At some point, perhaps, after your kids grew up and went out on their own, you decided that you’d rather be on your own, as well, than stay in an unhappy marriage. If you’re now in your late 50s, 60s or 70s, you may be joining the ranks of a particular category of people — those who file for “gray divorce.” That’s not an actual legal term, however, but a colloquial phrase coined when divorce among older people more than doubled in the past 20 years.
Most common reasons for gray divorce
If one or more of the issues included in the following list are prevalent in your marriage, you have something in common with thousands of other people who have filed for a gray divorce:
- Your children all moved out, and you and your spouse discovered that you had drifted farther apart than you realized.

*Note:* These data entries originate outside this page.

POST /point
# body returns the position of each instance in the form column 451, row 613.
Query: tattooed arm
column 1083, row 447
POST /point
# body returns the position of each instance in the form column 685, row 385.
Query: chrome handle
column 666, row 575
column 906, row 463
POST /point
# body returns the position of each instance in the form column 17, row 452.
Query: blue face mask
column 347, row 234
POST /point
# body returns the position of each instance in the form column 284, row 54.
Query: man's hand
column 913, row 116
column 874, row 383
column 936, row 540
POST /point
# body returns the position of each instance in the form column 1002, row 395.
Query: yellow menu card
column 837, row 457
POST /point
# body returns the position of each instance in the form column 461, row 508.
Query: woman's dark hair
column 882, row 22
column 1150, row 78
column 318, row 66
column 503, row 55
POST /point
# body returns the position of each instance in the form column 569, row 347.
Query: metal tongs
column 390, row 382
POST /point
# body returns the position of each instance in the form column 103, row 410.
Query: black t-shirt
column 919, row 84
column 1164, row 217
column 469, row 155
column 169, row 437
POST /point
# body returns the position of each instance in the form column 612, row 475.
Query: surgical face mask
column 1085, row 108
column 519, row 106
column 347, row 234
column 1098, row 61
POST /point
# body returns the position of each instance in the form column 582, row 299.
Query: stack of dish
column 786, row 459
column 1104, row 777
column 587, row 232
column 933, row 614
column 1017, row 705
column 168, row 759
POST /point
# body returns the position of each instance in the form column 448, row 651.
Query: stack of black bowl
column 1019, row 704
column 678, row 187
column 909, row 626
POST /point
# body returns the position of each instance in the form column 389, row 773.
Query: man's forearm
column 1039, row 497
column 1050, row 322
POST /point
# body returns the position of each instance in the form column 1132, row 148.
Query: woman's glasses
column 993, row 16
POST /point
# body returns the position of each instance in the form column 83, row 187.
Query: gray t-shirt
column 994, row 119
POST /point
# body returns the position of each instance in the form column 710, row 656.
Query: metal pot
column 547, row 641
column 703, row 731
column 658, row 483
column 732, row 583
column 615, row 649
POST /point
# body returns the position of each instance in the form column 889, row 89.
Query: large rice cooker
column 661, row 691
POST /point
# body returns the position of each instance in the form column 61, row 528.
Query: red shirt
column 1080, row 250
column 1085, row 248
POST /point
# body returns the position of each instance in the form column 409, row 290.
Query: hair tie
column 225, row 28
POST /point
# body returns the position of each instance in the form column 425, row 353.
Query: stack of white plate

- You stayed home for years to raise your family and now feel like you’d like to be more independent and, perhaps, do some things you were not able to while you were taking care of young children.
- You caught your spouse cheating on you.
- You’ve been arguing about money for years and are tired of all the fighting.
- Attempts at counseling were unsuccessful.
- Your spouse has a substance addiction.
These are common issues that often precede a gray divorce. If you’re considering filing a petition, it’s always best to make sure you understand state laws and know what to expect as the court processes your divorce.
Gray divorce has implications that younger spouses might not encounter
You may have executed an estate plan at some point during your marriage. If you listed your spouse as a beneficiary or designated him or her as your executor, you may wish to update your plan once you finalize your divorce. Additionally, you might have issues to resolve regarding retirement benefits, business assets, custody of pet issues and more.
Try to be calm, take one step at a time and know where to seek support if legal complications arise.